I've added the patch. It isn't going to make 3.11.10, and that's the last 3.11 stable release. F20 is shipping with that, so we need this as a patch there anyway. Proposing as an F20 freeze exception.
+1 FE. Hanging on boot is bad, yo.
+1 FE.
Discussed at 2013-11-27 freeze exception review meeting: http://meetbot.fedoraproject.org/fedora-blocker-review/2013-11-27/f20-blocker-review-3.2013-11-27-17.01.log.txt . Accepted as a freeze exception issue; hanging on boot is clearly not good, and can't be cleanly fixed post-release.
kernel-3.11.10-300.fc20 has been submitted as an update for Fedora 20. https://admin.fedoraproject.org/updates/kernel-3.11.10-300.fc20
Package kernel-3.11.10-300.fc20: * should fix your issue, * was pushed to the Fedora 20 testing repository, * should be available at your local mirror within two days. Update it with: # su -c 'yum update --enablerepo=updates-testing kernel-3.11.10-300.fc20' as soon as you are able to, then reboot. Please go to the following url: https://admin.fedoraproject.org/updates/FEDORA-2013-22531/kernel-3.11.10-300.fc20 then log in and leave karma (feedback).

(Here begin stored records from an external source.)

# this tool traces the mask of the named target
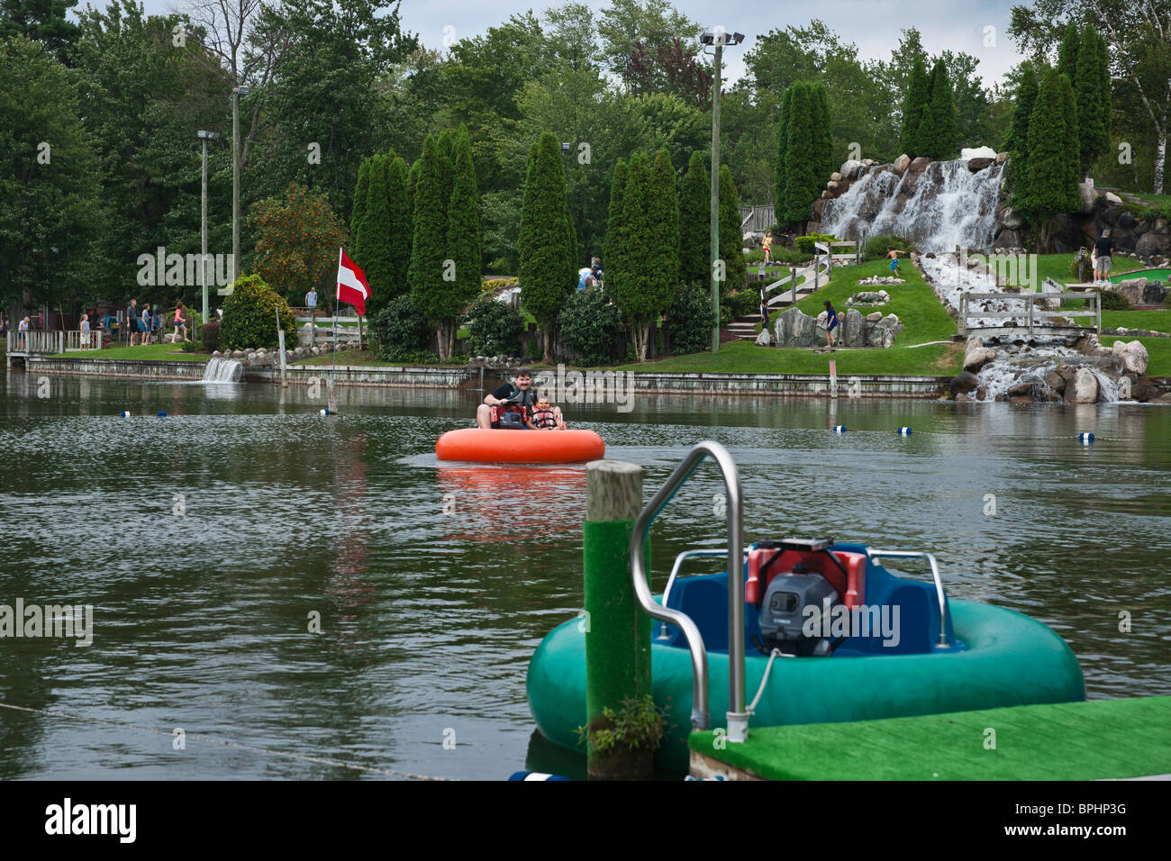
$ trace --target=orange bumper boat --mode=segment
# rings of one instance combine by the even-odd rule
[[[571,464],[601,460],[605,457],[605,443],[587,430],[463,428],[439,437],[436,457],[479,464]]]

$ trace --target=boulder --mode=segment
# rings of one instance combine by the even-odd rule
[[[974,391],[979,385],[980,381],[977,380],[975,374],[965,370],[957,374],[947,388],[951,389],[951,394],[959,401],[959,396],[963,392]]]
[[[862,313],[850,308],[842,315],[842,332],[838,333],[845,347],[867,346],[867,321]]]
[[[1064,401],[1067,404],[1097,403],[1098,384],[1089,368],[1078,368],[1066,383]]]
[[[857,159],[851,158],[848,162],[843,162],[842,163],[842,169],[840,171],[837,171],[837,172],[842,175],[842,179],[852,179],[854,176],[860,170],[862,170],[862,162],[858,162]]]
[[[970,146],[959,151],[959,158],[961,162],[971,162],[973,158],[994,159],[995,157],[997,151],[991,146]]]
[[[987,347],[968,349],[964,354],[964,370],[979,374],[980,369],[997,357],[997,351]]]
[[[1097,191],[1094,190],[1093,185],[1086,183],[1077,184],[1077,194],[1082,199],[1081,212],[1083,216],[1089,216],[1094,212],[1094,204],[1097,203]]]
[[[816,343],[816,321],[796,306],[786,308],[773,327],[778,347],[813,347]]]
[[[1114,347],[1110,349],[1115,356],[1122,360],[1123,370],[1127,373],[1138,374],[1139,376],[1146,373],[1146,364],[1150,357],[1142,341],[1131,341],[1130,343],[1115,341]]]

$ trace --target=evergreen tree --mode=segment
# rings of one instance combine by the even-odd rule
[[[446,247],[450,254],[447,260],[454,266],[453,272],[444,273],[444,298],[439,316],[440,358],[450,358],[454,353],[459,314],[480,295],[480,200],[475,190],[472,141],[463,125],[454,137],[453,146],[456,176],[447,204]]]
[[[1008,139],[1005,142],[1005,151],[1012,155],[1013,159],[1025,156],[1028,149],[1028,121],[1033,115],[1033,105],[1036,103],[1036,73],[1033,63],[1026,61],[1021,63],[1021,77],[1016,84],[1016,104],[1013,109],[1013,124],[1008,130]]]
[[[411,267],[411,212],[406,193],[406,162],[395,157],[386,169],[386,204],[389,209],[390,273],[389,291],[371,296],[375,307],[382,309],[397,296],[410,293],[408,272]],[[372,314],[372,312],[371,312]]]
[[[1013,205],[1025,193],[1028,185],[1028,124],[1036,107],[1036,73],[1033,63],[1026,62],[1021,68],[1021,80],[1016,86],[1016,107],[1013,110],[1013,125],[1008,132],[1008,141],[1005,143],[1005,151],[1009,155],[1009,168],[1014,189]]]
[[[1066,121],[1066,182],[1077,189],[1082,180],[1081,144],[1077,135],[1077,97],[1074,87],[1064,75],[1061,78],[1061,112]],[[1081,196],[1078,196],[1078,205]],[[1073,211],[1073,210],[1070,210]]]
[[[1077,60],[1081,50],[1082,37],[1077,34],[1077,25],[1070,21],[1066,26],[1066,33],[1061,37],[1061,47],[1057,48],[1057,74],[1066,75],[1070,81],[1077,77]]]
[[[806,204],[804,217],[809,216],[810,200]],[[720,260],[724,261],[726,280],[720,286],[720,293],[738,291],[745,285],[745,273],[748,269],[744,259],[744,233],[740,232],[740,197],[732,182],[732,169],[720,165]],[[797,219],[794,219],[797,220]]]
[[[439,176],[443,178],[444,216],[447,214],[447,203],[456,186],[456,144],[454,136],[447,129],[439,132],[436,141],[436,152],[439,156]]]
[[[919,127],[923,124],[923,111],[927,107],[929,87],[927,70],[923,66],[923,60],[917,56],[915,66],[911,67],[906,97],[903,100],[903,124],[899,131],[903,152],[911,158],[923,155],[919,146]]]
[[[406,280],[411,288],[411,302],[436,324],[446,315],[443,261],[447,258],[447,207],[443,200],[444,180],[433,136],[427,135],[423,141],[419,160],[422,164],[415,186],[412,223],[415,237],[411,241],[411,266]]]
[[[712,186],[701,152],[692,152],[679,196],[679,280],[705,283],[712,272]]]
[[[788,205],[786,204],[787,198],[785,197],[787,183],[788,183],[788,157],[789,157],[789,114],[793,110],[793,87],[792,84],[785,90],[785,95],[781,97],[781,119],[776,127],[776,171],[773,177],[773,189],[776,193],[776,209],[774,218],[776,223],[787,221],[788,217]],[[708,223],[711,223],[711,216],[708,214]],[[708,238],[708,244],[711,239]]]
[[[1077,71],[1074,96],[1077,100],[1077,144],[1080,150],[1081,177],[1089,175],[1090,166],[1110,146],[1109,114],[1103,109],[1102,90],[1109,88],[1109,73],[1102,68],[1098,50],[1101,36],[1093,27],[1082,30],[1082,42],[1077,52]]]
[[[626,163],[621,158],[610,177],[610,209],[605,219],[605,240],[602,244],[602,262],[605,265],[605,289],[618,289],[626,265],[626,223],[623,200],[625,199]]]
[[[655,198],[653,169],[646,156],[636,152],[626,169],[622,192],[622,224],[625,231],[625,251],[619,257],[618,278],[607,276],[607,293],[622,309],[629,322],[637,361],[646,361],[650,326],[665,308],[659,307],[657,287],[660,276],[649,264],[659,245],[659,228],[651,210]],[[607,264],[609,269],[610,264]],[[672,285],[672,289],[676,285]],[[670,301],[670,300],[667,300]]]
[[[817,182],[817,168],[814,163],[813,150],[813,105],[810,100],[809,84],[799,81],[793,84],[793,103],[789,105],[789,142],[785,157],[785,220],[801,221],[809,219],[809,207],[821,194],[821,183]],[[724,180],[723,169],[720,170],[720,257],[724,254]],[[778,216],[780,218],[780,216]],[[739,216],[735,219],[737,230],[740,227]],[[740,250],[742,237],[734,242],[737,251]],[[731,278],[731,272],[728,276]]]
[[[821,81],[813,86],[813,151],[817,182],[826,183],[834,172],[834,130],[829,121],[829,93]]]
[[[358,233],[362,219],[365,217],[365,199],[370,193],[370,159],[362,162],[358,168],[358,182],[354,186],[354,209],[350,210],[350,257],[359,259],[362,252],[358,245]]]
[[[1077,185],[1070,182],[1066,104],[1061,78],[1045,74],[1028,123],[1028,170],[1016,179],[1016,207],[1039,228],[1041,248],[1053,235],[1053,218],[1077,210]]]
[[[919,124],[919,155],[933,160],[949,158],[956,152],[956,102],[943,60],[931,70],[930,94]]]
[[[358,250],[362,257],[354,258],[370,283],[372,310],[385,305],[393,289],[390,200],[386,197],[386,170],[393,157],[390,153],[375,156],[370,160],[365,214],[358,225]]]
[[[577,239],[569,220],[557,136],[545,132],[528,159],[518,238],[521,302],[541,324],[545,361],[552,362],[557,313],[576,288]]]

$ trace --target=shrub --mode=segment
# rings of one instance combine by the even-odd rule
[[[618,357],[622,323],[618,306],[601,289],[577,291],[557,315],[562,346],[586,365],[610,364]]]
[[[249,347],[276,347],[276,320],[280,316],[285,343],[296,344],[296,317],[289,305],[260,275],[241,275],[233,285],[232,295],[224,302],[220,336],[231,350]]]
[[[723,309],[724,306],[720,306]],[[679,285],[667,314],[667,334],[676,354],[701,353],[712,346],[712,294],[699,281]]]
[[[434,337],[410,296],[396,296],[375,314],[370,319],[370,334],[378,341],[378,357],[395,362],[429,361],[420,358],[420,354],[426,354]]]
[[[1135,306],[1130,303],[1130,300],[1116,291],[1096,289],[1094,291],[1102,299],[1102,310],[1134,310]]]
[[[796,237],[793,240],[794,247],[799,253],[804,254],[804,259],[808,260],[814,254],[814,242],[828,242],[836,239],[833,233],[810,233],[807,237]]]
[[[210,323],[204,323],[199,327],[199,343],[203,344],[205,350],[218,350],[220,346],[220,332],[219,321],[213,320]],[[296,344],[293,344],[296,347]]]
[[[525,321],[508,302],[492,296],[475,300],[467,312],[467,346],[478,356],[520,355]]]
[[[879,233],[876,237],[867,238],[867,246],[862,251],[863,262],[870,262],[871,260],[882,260],[886,257],[886,251],[889,248],[898,248],[899,251],[911,251],[911,244],[903,239],[903,237],[893,237],[885,233]]]

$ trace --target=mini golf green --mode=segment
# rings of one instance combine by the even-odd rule
[[[1132,269],[1130,272],[1119,272],[1117,275],[1110,275],[1110,281],[1121,283],[1132,278],[1145,278],[1148,281],[1166,281],[1171,278],[1171,269]]]

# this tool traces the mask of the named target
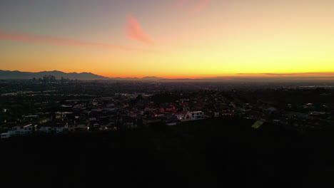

kernel-3.11.10-200.fc19 has been submitted as an update for Fedora 19. https://admin.fedoraproject.org/updates/kernel-3.11.10-200.fc19
kernel-3.11.10-100.fc18 has been submitted as an update for Fedora 18. https://admin.fedoraproject.org/updates/kernel-3.11.10-100.fc18
kernel-3.11.10-300.fc20 has been pushed to the Fedora 20 stable repository. If problems still persist, please make note of it in this bug report.
kernel-3.11.10-200.fc19 has been pushed to the Fedora 19 stable repository. If problems still persist, please make note of it in this bug report.
kernel-3.11.10-100.fc18 has been pushed to the Fedora 18 stable repository. If problems still persist, please make note of it in this bug report.